Four smaller Missouri cities might drop off the MSA list if the standard is raised. That’s too much for Rep. Smith, and Gov. Mike Parson, and Sens. Roy Blunt and Josh Hawley, who signed the letter.

“Too often, Washington, D.C. fails to acknowledge or take into account the interests of rural America,” Smith said in a statement.

What?

Federal taxpayers pour hundreds of billions of dollars into rural areas every year — from farm subsidies to Medicare to food stamps to education benefits. Rural states such as Missouri get far more federal benefits than they pay in taxes, studies show: In 2019, for example, the average Missourian got $3,837 more in federal goodies than he or she paid in taxes.

Moreover, city dwellers provide the funds for public projects in rural areas. Who subsidizes rural broadband? City folks, that’s who. Who pays for highways? Cities, mostly. “Prosperity in cities and metropolitan areas effectively subsidizes public investments in rural areas,” the Brookings Institution says.

“Kansas City and St. Louis pay the bills in this state,” current state Sen. John Rizzo said several years ago. “But our voices fall on deaf ears when it comes to making the laws of this state.”

You might think city people would object to this. Actually, city politicians are generally predisposed to helping their rural neighbors.

What cities would like in return is to simply be left alone. In Missouri, fat chance.

Rural lawmakers control KC police, guns, taxes

In ways large and small, rural legislators in Missouri spend most of their careers imposing their views and values on cities, taking urban resources but rarely giving back.

Missouri controls the Kansas City Police Department, and wants to expand that influence. It refuses to allow Kansas City to enact gun laws relevant to urban needs. Rural voters insisted Kansas Citians vote every five years on renewing our 1% earnings tax.

Kansas City raised the minimum wage; state legislators shot it down. Urban voters wanted to end puppy mills; Parson wanted to keep ‘em going.

Nowhere is this imbalance clearer than on the issue of Medicaid expansion. Incredibly, some rural lawmakers said this year they wouldn’t pay for the expansion that voters overwhelmingly approved because their rural constituents voted against it. Apparently, in Missouri, rural votes count more than urban votes.

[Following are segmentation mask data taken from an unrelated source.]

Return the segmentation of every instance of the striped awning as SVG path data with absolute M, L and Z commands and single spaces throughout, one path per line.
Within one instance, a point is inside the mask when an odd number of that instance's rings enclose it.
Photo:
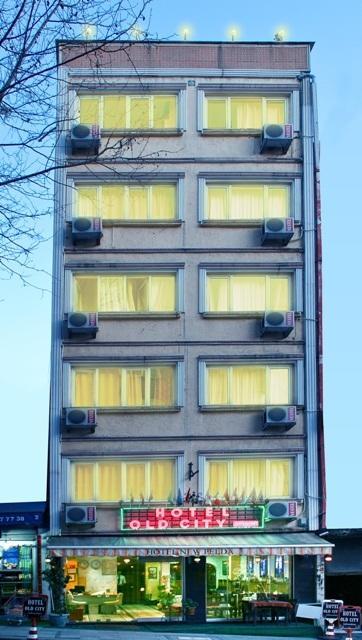
M 48 541 L 57 557 L 140 556 L 183 557 L 215 555 L 327 555 L 333 544 L 314 533 L 236 535 L 58 536 Z

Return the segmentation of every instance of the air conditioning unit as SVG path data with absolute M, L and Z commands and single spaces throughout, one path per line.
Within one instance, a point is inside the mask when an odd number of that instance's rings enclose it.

Even worse, some rural legislators opposed paying for expanded Medicaid because it might worsen the federal deficit. “The federal government has no money,” said Missouri House Budget Chair Cody Smith of Carthage, back in April. “They are federal deficit spending at a rate that is unprecedented at this point.”

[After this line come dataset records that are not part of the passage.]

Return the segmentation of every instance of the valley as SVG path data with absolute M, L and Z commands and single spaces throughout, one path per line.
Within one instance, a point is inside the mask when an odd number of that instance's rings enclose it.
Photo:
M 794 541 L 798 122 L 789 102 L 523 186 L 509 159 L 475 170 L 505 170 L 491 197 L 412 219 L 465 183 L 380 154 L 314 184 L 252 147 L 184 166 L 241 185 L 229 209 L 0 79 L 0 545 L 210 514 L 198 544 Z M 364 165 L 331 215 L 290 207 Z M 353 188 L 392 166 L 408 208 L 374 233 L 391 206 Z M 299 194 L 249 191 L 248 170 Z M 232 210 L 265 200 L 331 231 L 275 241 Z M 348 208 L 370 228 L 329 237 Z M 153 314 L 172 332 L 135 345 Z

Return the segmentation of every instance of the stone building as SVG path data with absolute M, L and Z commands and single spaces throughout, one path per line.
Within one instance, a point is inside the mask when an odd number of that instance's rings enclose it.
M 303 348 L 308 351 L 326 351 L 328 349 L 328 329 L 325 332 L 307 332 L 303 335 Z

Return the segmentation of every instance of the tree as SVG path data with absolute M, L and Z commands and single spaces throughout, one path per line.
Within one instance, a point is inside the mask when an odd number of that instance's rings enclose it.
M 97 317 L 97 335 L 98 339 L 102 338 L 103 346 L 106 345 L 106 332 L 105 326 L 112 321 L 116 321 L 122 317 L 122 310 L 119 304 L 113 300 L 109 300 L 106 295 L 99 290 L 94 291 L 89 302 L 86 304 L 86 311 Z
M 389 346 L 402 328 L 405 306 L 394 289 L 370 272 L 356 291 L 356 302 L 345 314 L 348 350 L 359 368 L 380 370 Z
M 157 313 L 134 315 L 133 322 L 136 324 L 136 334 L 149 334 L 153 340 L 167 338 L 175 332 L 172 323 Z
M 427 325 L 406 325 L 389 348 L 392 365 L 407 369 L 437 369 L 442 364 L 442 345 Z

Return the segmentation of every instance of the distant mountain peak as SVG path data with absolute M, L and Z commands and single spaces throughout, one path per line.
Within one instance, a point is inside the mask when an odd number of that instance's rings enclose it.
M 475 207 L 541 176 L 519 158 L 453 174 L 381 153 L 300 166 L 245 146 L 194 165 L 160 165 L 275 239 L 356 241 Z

So let’s get this straight: Expanding Medicaid is a red-ink disaster, but a 70-year-old population metric can’t be changed because it might reduce federal spending for rural areas. Makes perfect sense.

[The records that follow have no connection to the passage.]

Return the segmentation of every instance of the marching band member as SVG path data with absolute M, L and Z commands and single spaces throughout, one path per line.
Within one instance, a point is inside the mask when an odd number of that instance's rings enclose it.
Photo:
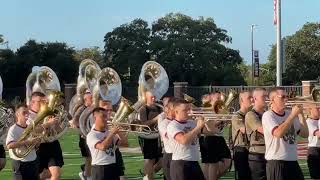
M 262 116 L 262 127 L 266 143 L 268 180 L 304 179 L 298 163 L 296 136 L 308 137 L 308 128 L 302 108 L 294 106 L 287 111 L 287 93 L 284 88 L 270 91 L 271 109 Z M 299 120 L 298 115 L 301 115 Z
M 235 178 L 239 180 L 250 180 L 250 169 L 248 164 L 248 138 L 245 128 L 245 115 L 251 107 L 251 93 L 241 92 L 239 94 L 240 110 L 232 117 L 232 142 Z
M 216 101 L 221 100 L 220 92 L 215 92 L 210 97 L 212 107 Z M 218 179 L 231 166 L 231 153 L 223 137 L 225 123 L 224 121 L 214 122 L 211 129 L 215 134 L 201 136 L 199 139 L 201 160 L 204 164 L 203 173 L 207 180 Z
M 106 120 L 110 121 L 111 120 L 111 114 L 113 112 L 111 102 L 100 99 L 99 100 L 99 107 L 105 109 Z M 117 134 L 116 136 L 117 136 L 117 138 L 119 140 L 121 140 L 120 133 Z M 118 143 L 116 143 L 116 145 L 117 144 Z M 115 150 L 115 156 L 116 156 L 116 164 L 117 164 L 117 168 L 118 168 L 119 178 L 120 178 L 120 180 L 125 180 L 125 175 L 124 175 L 125 166 L 124 166 L 124 162 L 123 162 L 123 158 L 122 158 L 122 153 L 120 152 L 120 149 L 119 149 L 118 146 L 116 147 L 116 150 Z
M 87 135 L 87 144 L 92 157 L 92 179 L 119 180 L 114 148 L 119 129 L 113 127 L 110 131 L 108 130 L 105 109 L 95 108 L 93 116 L 95 125 Z
M 8 131 L 6 145 L 8 149 L 19 148 L 25 145 L 37 144 L 40 143 L 39 139 L 25 140 L 20 141 L 24 130 L 27 128 L 27 116 L 28 116 L 28 107 L 26 105 L 18 105 L 16 108 L 16 123 L 12 125 Z M 13 179 L 15 180 L 38 180 L 39 179 L 39 164 L 37 161 L 37 154 L 34 149 L 24 157 L 23 159 L 15 159 L 15 156 L 12 156 L 9 153 L 10 158 L 12 158 L 12 172 Z
M 79 128 L 79 118 L 81 113 L 84 109 L 90 108 L 92 106 L 92 94 L 89 90 L 86 90 L 83 96 L 84 104 L 82 107 L 78 108 L 77 112 L 75 113 L 76 117 L 73 118 L 72 123 L 74 127 Z M 77 120 L 75 120 L 77 119 Z M 82 172 L 79 173 L 79 176 L 82 180 L 90 179 L 91 178 L 91 154 L 86 143 L 86 137 L 83 136 L 81 133 L 79 134 L 79 148 L 81 151 L 81 156 L 85 159 L 85 163 L 81 165 Z
M 307 119 L 309 129 L 308 137 L 308 168 L 312 179 L 320 179 L 320 132 L 319 132 L 319 107 L 310 105 L 310 118 Z
M 169 142 L 168 134 L 167 134 L 167 126 L 174 119 L 174 103 L 176 99 L 174 97 L 164 98 L 163 106 L 165 118 L 162 120 L 158 120 L 158 129 L 161 141 L 163 142 L 163 158 L 162 158 L 162 170 L 166 180 L 171 180 L 170 177 L 170 163 L 172 159 L 172 145 Z
M 152 92 L 147 91 L 146 105 L 140 109 L 140 123 L 153 127 L 158 118 L 156 118 L 161 112 L 162 108 L 155 104 L 156 97 Z M 138 136 L 139 145 L 141 147 L 144 158 L 144 179 L 153 180 L 153 175 L 160 170 L 162 148 L 160 138 L 145 139 Z
M 266 180 L 265 142 L 262 128 L 262 115 L 267 108 L 267 92 L 263 88 L 257 88 L 252 93 L 254 105 L 246 114 L 245 125 L 249 138 L 249 167 L 252 180 Z
M 204 180 L 198 161 L 198 135 L 204 127 L 203 118 L 191 120 L 188 113 L 190 104 L 185 100 L 174 103 L 175 120 L 167 126 L 167 135 L 172 142 L 170 176 L 174 180 Z M 174 167 L 174 168 L 173 168 Z
M 29 107 L 29 118 L 27 124 L 31 124 L 37 113 L 40 111 L 41 103 L 46 101 L 46 97 L 41 92 L 33 92 Z M 58 121 L 54 117 L 50 117 L 48 123 L 52 126 Z M 46 126 L 46 123 L 42 127 Z M 61 177 L 61 167 L 64 165 L 61 146 L 58 140 L 53 142 L 41 143 L 38 150 L 40 160 L 39 172 L 41 179 L 50 178 L 58 180 Z M 49 172 L 48 172 L 49 170 Z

We’re ready to make a deal: Cities will help pay for rural broadband, rural roads and bridges, rural health care, rural education, all of it. We’ll help with the COVID-19 pandemic even though you won’t get your shots. We’ll support keeping Joplin and St. Joseph on the MSA list.

In exchange, we ask for the right to make the best decisions for our community, free from your interference. No?